L’anno scorso disse che si sarebbe dovuto gareggiare solo quando la situazione sanitaria sarebbe stata sicura per tutti. Le incognite sono molte ancora: come pensa saranno i Giochi con o senza pubblico e con tamponi quotidiani? «La cosa più importante è salvare la competizione dopo il rinvio dell’anno scorso. Senza spettatori sarebbe difficile, perché il pubblico ti dà maggiori motivazioni. Ma alla fine, se servirà per non cancellare i Giochi nuovamente, lo accetteremo per la nostra sicurezza».
Crede di avere più chance sui 100 che sui 200 metri? «Cerco sempre di dare il meglio in entrambe le gare. Prima preferivo i 100 perché è solo un rettilineo, ma è una questione di equilibrio: a volte sono più veloce sui 200».

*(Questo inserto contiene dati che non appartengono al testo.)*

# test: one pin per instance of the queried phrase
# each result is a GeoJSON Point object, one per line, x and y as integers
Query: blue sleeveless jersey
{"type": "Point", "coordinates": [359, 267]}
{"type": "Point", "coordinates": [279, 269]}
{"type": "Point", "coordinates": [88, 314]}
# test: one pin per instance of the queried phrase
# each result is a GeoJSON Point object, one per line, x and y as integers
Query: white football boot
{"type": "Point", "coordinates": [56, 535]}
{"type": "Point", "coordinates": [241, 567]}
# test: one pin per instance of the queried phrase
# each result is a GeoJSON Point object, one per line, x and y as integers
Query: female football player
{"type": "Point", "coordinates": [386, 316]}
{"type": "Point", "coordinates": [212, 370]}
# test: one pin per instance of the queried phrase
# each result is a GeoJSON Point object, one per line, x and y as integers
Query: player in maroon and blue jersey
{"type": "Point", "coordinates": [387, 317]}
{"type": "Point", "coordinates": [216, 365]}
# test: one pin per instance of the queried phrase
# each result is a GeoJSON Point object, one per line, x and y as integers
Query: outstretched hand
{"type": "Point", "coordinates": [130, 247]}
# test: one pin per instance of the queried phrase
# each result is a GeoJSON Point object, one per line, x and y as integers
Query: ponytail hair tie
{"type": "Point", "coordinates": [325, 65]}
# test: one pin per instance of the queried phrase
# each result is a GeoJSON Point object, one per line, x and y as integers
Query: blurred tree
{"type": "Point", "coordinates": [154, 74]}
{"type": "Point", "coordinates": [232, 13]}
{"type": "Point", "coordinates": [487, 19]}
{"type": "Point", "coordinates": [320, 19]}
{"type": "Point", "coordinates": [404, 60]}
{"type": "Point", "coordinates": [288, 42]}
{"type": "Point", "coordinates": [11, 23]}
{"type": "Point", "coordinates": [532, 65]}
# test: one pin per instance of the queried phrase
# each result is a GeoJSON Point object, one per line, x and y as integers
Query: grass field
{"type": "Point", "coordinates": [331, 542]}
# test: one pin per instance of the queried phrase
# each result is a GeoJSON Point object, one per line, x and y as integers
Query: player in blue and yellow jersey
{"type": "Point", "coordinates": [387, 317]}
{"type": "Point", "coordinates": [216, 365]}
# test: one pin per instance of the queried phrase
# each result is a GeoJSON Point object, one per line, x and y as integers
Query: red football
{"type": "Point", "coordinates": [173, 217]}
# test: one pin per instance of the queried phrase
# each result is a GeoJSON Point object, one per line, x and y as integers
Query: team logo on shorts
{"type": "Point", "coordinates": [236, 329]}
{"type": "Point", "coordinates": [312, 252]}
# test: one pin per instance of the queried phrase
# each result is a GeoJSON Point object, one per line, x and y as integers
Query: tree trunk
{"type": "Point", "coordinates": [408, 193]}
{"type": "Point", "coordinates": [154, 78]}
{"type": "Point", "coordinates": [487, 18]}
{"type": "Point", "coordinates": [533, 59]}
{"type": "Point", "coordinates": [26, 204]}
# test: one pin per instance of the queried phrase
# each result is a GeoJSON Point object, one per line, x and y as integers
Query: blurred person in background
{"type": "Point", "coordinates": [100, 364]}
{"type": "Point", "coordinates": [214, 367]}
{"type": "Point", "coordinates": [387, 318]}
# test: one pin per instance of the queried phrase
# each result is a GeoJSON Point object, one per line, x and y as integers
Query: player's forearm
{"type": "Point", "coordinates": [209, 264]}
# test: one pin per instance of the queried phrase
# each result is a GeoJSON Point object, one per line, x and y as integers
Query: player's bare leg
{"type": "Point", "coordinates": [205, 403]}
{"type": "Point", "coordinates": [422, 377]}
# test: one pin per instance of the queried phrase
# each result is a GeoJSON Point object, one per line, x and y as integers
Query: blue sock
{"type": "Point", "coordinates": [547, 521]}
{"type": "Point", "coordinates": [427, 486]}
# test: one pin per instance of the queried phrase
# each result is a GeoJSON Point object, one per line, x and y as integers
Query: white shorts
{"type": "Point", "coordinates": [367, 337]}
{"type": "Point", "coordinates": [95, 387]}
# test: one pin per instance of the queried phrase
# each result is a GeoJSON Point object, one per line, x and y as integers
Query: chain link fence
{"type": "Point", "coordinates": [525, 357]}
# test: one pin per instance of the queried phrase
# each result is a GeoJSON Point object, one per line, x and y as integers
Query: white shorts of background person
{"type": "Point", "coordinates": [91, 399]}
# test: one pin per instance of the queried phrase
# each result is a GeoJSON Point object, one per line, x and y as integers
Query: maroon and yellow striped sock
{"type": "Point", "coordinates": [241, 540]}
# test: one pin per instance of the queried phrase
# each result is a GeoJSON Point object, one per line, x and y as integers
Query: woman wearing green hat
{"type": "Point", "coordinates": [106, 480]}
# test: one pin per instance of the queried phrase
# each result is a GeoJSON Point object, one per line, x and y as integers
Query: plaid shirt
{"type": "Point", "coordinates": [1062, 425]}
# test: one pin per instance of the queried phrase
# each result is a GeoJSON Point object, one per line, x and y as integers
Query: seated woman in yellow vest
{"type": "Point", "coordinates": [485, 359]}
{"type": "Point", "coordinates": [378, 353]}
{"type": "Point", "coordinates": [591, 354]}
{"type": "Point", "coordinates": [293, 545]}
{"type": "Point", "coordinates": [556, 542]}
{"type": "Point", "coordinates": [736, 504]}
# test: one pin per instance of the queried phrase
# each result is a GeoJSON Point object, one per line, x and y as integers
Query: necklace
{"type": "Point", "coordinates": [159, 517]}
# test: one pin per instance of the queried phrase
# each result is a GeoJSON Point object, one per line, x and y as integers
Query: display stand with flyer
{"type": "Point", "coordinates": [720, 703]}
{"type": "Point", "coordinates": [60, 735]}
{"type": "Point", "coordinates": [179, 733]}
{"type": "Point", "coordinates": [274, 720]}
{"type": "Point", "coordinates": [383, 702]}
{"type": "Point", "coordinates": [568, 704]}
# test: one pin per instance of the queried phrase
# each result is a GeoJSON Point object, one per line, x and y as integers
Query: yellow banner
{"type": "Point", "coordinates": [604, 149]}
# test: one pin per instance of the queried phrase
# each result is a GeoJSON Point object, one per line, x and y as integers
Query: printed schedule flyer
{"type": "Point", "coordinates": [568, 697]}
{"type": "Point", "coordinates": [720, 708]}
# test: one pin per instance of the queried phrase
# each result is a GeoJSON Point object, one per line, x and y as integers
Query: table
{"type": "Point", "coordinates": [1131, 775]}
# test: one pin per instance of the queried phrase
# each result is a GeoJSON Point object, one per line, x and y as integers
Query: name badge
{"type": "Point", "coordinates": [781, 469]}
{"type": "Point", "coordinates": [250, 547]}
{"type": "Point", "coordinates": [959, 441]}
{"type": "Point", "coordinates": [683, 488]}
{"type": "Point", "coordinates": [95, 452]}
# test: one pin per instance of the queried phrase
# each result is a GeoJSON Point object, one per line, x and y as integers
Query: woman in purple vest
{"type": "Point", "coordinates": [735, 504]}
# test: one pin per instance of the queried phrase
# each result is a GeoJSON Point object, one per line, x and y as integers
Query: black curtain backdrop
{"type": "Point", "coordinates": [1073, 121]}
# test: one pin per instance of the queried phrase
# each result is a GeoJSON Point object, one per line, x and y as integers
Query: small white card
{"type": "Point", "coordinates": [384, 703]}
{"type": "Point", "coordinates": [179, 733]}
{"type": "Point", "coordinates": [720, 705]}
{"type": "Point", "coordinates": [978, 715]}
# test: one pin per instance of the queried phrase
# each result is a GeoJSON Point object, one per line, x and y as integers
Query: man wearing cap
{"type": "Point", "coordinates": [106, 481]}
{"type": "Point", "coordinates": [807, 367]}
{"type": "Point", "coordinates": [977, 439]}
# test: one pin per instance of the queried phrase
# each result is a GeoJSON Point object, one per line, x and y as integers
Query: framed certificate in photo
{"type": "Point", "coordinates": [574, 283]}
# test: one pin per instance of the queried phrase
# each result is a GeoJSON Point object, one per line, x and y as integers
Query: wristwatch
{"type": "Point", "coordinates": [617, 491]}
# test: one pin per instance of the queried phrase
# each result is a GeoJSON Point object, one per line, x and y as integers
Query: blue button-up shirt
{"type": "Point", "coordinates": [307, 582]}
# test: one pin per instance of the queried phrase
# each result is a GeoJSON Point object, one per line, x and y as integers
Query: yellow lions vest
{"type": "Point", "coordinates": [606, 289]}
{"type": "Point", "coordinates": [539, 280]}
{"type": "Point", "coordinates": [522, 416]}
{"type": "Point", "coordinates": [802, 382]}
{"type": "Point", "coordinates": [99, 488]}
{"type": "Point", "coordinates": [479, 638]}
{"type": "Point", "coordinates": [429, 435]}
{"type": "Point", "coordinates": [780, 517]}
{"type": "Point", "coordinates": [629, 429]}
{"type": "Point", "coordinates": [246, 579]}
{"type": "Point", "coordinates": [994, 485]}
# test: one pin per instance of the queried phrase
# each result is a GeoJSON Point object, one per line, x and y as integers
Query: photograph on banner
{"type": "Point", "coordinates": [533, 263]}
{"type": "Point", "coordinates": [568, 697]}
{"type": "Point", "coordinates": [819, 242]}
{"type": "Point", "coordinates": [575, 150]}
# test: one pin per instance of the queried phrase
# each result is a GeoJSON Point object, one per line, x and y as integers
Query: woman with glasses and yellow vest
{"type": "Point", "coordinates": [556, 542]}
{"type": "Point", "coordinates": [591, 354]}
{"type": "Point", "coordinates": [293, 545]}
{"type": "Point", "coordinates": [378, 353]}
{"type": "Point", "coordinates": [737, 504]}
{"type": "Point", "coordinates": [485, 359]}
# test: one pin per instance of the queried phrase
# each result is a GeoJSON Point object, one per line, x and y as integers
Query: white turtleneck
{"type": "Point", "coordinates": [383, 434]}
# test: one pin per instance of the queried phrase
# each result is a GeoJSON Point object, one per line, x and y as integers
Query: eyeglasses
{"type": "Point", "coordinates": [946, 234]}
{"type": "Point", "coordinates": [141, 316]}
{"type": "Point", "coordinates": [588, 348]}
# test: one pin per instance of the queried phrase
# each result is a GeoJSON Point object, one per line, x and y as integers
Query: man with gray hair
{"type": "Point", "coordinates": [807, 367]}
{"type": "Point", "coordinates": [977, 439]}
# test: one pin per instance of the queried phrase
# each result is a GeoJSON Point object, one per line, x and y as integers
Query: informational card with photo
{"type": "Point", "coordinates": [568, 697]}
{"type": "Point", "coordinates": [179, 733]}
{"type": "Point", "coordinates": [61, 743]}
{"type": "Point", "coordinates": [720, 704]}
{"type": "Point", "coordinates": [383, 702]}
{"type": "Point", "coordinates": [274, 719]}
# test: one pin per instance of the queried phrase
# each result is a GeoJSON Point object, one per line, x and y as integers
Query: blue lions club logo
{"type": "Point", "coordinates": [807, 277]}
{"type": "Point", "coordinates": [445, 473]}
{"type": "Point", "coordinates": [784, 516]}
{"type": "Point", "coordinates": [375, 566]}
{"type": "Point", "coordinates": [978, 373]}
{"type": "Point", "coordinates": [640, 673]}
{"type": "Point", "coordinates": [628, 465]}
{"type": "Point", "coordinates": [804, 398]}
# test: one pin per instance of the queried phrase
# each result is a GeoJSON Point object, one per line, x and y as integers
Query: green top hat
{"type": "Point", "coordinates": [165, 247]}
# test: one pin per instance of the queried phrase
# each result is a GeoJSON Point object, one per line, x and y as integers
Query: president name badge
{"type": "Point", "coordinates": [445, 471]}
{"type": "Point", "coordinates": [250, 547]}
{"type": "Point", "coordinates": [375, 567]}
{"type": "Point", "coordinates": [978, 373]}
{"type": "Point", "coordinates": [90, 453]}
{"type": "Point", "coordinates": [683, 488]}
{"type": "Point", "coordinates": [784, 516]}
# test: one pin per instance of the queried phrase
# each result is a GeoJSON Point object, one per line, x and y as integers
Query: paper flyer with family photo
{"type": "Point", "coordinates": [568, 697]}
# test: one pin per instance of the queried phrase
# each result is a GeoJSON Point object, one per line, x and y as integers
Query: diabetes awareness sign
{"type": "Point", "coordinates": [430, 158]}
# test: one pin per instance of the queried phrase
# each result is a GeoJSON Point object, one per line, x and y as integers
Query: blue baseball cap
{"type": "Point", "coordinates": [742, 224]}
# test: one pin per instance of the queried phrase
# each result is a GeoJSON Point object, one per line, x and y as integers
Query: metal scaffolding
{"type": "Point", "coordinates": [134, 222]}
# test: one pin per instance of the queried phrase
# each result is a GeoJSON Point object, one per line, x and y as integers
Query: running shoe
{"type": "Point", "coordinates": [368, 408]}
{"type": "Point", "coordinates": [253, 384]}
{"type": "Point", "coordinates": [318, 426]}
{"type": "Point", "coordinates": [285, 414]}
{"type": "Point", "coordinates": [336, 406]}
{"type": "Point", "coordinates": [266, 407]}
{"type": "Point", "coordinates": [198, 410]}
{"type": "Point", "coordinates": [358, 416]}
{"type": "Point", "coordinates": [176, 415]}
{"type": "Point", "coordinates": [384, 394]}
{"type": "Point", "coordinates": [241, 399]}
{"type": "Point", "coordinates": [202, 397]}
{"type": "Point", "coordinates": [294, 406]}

La campionessa in carica Thompson e le connazionali giamaicane Fraser-Pryce e Smith, l’inglese Asher-Smith: chi teme maggiormente? «Sono io l’unica rivale. Non guardo le altre, devo solo correre più veloce che posso».
Prima di diventare un’atleta di livello mondiale le piaceva giocare a calcio: è ancora così? «Assolutamente sì. Purtroppo non posso farlo perché rovinerei le mie gambe e rischierei di infortunarmi. Ma mi piacerebbe ancora molto giocarci».